All friendships don’t start ‘friendly’
Wearing skirts and sandals to work came to a halt when I first got a taste of community journalism in June 1978. Especially when it came to an uncontrolled control burn west of Hennessey while I climbed over a barbed wire fence to take photos.
It was at a lovegrass fire where I met Jack Choate Jr., but not the last time he ticked me off.
Jack was running the hose on the rural truck and turned it on me.
I was drenched, but saved the camera.
Then Ronnie Roberts or Jodie Streck, or maybe it was Jack, yelled at me to get out.
“The fire has you surrounded on three sides!”
Jack later said he tried to get my attention before he doused me, but once I got to know him, I thought it was just the 12-year-old boy in him having fun.
Why else would he turn my pencil cup upside down on my desk each time he came in?
He said I’d never notice it because my desk was so messy.
One day I saw Jack walk by my office door.
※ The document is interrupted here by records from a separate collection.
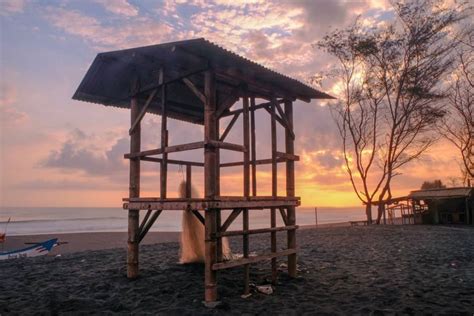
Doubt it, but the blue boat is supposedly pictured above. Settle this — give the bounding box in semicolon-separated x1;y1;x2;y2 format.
0;238;58;260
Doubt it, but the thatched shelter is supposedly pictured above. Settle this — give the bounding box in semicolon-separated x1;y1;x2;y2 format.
73;38;333;302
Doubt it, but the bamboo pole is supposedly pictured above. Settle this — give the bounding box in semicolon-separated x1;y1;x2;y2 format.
204;70;218;303
250;97;257;197
285;99;297;277
270;98;277;284
243;208;250;295
243;93;250;294
160;84;168;199
127;95;140;279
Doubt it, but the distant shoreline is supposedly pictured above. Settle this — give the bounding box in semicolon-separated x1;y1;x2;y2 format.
3;222;352;254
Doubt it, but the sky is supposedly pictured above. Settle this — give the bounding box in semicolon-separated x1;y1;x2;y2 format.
0;0;465;208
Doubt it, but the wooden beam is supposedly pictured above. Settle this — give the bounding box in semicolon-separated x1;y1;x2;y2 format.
218;225;299;237
279;208;289;226
219;112;240;142
276;152;300;161
212;249;298;270
124;198;300;211
186;165;192;198
124;141;205;158
204;69;218;303
285;99;297;278
141;157;204;167
138;209;152;233
220;100;279;118
250;97;257;197
191;210;205;225
182;77;206;104
127;95;140;279
206;140;247;152
243;208;250;295
220;157;288;168
138;210;162;243
243;95;250;198
129;88;159;135
221;209;242;232
215;86;241;117
160;84;168;199
275;102;295;140
270;97;277;284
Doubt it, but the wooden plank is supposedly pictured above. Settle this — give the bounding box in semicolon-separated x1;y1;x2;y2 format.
221;209;241;232
138;210;162;243
128;96;140;279
218;225;298;237
182;77;206;104
212;249;298;270
276;152;300;161
219;112;240;142
206;140;246;152
204;69;218;303
161;84;168;199
141;157;204;167
124;199;300;211
275;101;295;140
250;97;257;197
125;196;300;202
125;141;205;158
192;210;205;225
129;88;159;135
285;99;297;278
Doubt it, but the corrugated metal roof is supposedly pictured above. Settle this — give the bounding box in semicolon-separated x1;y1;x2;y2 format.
409;187;473;200
72;38;333;124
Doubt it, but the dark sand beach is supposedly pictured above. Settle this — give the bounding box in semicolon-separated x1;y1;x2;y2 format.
1;225;473;315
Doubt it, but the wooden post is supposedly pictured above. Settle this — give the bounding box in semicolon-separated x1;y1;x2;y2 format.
242;93;250;294
186;165;192;198
284;99;297;278
243;208;250;295
161;84;168;199
128;95;140;279
270;98;277;284
250;97;257;197
204;70;218;303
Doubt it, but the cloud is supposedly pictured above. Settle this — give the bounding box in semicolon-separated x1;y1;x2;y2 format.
43;7;173;49
43;128;128;176
93;0;138;17
0;0;26;15
0;82;28;126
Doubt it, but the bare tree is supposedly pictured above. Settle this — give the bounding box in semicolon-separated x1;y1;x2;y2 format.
439;29;473;184
317;0;469;223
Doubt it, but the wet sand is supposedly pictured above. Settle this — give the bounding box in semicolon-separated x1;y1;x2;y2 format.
1;225;473;314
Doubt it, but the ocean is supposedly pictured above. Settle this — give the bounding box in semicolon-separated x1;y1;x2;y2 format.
0;206;370;236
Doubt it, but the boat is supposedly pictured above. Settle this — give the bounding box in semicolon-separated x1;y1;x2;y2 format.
0;238;59;260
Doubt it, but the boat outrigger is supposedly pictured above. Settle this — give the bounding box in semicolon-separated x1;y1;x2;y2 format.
0;238;59;260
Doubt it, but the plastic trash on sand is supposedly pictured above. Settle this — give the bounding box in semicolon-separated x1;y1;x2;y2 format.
256;285;273;295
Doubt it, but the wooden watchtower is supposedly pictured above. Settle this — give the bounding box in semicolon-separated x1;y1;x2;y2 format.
73;38;332;302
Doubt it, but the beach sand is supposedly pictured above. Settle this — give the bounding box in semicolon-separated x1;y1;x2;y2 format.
1;225;473;314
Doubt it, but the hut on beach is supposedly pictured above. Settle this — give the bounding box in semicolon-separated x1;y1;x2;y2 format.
375;187;473;225
72;38;333;303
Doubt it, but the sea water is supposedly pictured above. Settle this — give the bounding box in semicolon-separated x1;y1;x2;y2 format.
0;206;371;236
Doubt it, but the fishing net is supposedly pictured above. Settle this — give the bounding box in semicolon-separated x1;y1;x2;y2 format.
178;181;232;263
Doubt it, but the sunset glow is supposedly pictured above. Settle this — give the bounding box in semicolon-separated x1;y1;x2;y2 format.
0;0;464;208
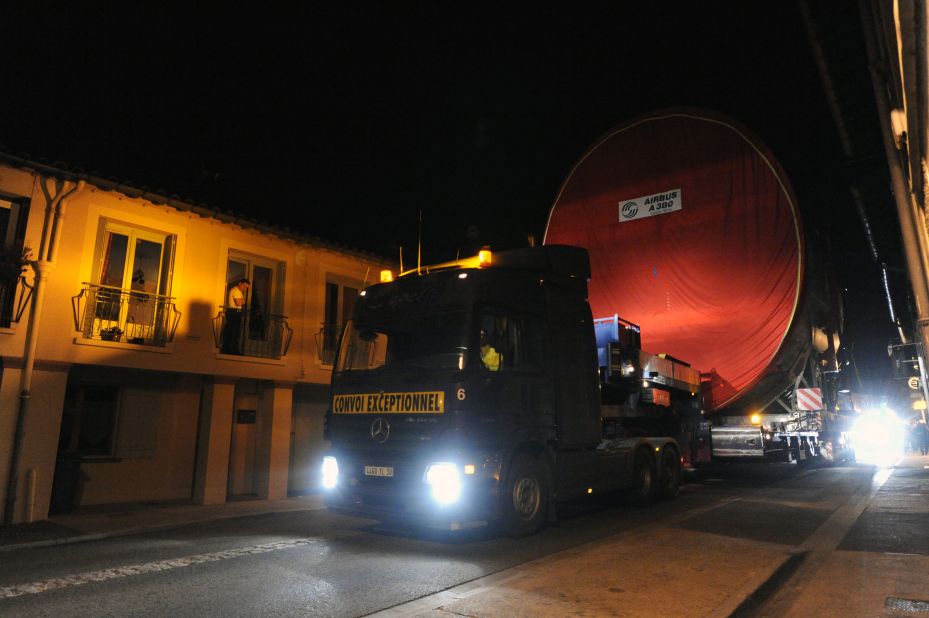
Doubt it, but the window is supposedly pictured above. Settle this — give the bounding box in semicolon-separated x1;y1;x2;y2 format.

He went straight to my husband’s office.
“What was that about?” I asked Bill after Jack left.
“He told me to get my wife in line,” Bill said.
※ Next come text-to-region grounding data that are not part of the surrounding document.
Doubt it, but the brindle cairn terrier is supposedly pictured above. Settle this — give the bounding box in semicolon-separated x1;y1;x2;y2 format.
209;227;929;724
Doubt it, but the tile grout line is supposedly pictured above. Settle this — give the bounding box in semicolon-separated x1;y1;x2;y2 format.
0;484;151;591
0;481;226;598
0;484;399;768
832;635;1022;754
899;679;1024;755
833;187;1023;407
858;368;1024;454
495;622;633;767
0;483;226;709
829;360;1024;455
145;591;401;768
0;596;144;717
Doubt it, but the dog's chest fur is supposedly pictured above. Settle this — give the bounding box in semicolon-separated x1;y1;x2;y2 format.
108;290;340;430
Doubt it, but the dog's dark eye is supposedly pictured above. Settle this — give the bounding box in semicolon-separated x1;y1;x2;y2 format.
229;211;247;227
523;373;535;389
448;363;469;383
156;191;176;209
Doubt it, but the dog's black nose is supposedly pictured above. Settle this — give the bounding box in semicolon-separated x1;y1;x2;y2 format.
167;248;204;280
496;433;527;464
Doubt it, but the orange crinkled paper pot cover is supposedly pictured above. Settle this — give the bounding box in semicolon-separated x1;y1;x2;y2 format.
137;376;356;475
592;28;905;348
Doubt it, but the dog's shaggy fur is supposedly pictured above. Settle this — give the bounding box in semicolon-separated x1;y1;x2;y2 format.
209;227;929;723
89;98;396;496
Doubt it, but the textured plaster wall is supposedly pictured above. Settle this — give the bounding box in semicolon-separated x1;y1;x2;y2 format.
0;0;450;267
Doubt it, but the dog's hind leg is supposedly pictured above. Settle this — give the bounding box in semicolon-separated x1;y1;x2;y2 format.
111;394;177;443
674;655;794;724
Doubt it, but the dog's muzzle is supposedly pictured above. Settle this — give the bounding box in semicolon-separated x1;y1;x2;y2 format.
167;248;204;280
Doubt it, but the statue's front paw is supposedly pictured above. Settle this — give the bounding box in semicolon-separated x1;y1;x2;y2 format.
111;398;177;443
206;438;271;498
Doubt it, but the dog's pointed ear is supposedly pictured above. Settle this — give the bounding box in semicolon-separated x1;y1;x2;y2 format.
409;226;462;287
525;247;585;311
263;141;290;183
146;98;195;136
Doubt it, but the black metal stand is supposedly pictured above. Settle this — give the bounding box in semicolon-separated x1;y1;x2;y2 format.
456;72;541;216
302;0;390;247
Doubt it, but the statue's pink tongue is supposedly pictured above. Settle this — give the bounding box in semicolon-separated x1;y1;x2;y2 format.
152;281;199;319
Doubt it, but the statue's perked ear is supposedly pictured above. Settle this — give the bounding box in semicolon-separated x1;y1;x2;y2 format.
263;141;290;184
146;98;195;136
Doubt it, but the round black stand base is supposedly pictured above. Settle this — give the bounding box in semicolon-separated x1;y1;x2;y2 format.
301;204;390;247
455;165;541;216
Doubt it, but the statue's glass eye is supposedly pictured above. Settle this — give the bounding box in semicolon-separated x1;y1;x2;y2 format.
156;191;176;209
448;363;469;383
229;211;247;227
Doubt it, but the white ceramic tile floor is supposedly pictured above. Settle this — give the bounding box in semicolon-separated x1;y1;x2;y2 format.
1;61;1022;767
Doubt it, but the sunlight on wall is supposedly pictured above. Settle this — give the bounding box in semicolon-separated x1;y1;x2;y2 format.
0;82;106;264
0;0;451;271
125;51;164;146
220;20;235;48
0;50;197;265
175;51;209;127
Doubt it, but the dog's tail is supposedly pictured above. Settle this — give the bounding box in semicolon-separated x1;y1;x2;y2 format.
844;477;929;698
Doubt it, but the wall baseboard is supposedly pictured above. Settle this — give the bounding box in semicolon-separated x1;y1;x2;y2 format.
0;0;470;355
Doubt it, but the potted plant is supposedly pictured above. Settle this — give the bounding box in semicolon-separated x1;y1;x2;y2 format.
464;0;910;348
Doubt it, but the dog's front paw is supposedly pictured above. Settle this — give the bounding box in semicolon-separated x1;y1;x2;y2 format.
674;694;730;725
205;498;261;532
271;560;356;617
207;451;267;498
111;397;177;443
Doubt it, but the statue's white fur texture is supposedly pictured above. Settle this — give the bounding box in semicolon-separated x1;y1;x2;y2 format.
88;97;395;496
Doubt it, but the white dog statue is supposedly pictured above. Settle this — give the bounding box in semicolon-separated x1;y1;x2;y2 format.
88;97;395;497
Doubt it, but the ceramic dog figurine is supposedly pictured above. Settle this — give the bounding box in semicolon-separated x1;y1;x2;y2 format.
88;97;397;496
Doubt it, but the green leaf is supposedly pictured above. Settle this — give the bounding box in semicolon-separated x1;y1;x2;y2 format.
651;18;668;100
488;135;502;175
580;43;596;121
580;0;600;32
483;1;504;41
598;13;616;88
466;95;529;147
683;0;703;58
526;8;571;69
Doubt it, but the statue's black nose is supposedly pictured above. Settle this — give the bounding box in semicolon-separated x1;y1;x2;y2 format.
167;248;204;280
I’d written a column that week and referred to Pioneer as a Mickey Mouse Telephone Company because I couldn’t place calls to OKC during the work week between 3-5 p.m.
“Jack’s father is on the Pioneer board,” Bill said.
I marched ... across the street to Choate Insurance, and asked, “Where is he?”
They pointed.
My Daddy’s curse words filled the air.
I told Jack if he ever had a problem with anything I wrote, or with me, he’d better take it up with me, not my husband.
I went on about him being a chauvinistic pig then saw him laugh.
He asked me to sit down.
I stood.
He told me how lucky
we were in Hennessey to have phone service, but all I heard was blah-blah-blah-blah.
I never expected that run-in to start our friendship, but it did.
We lost Jack a few years ago.
I miss him every time I want to tell him something that only he would appreciate, and especially ask his all-too-honest opinion.
We never discussed Pioneer Telephone again, and I didn’t tease him too much that his clean desk was a sign that he didn’t use it much.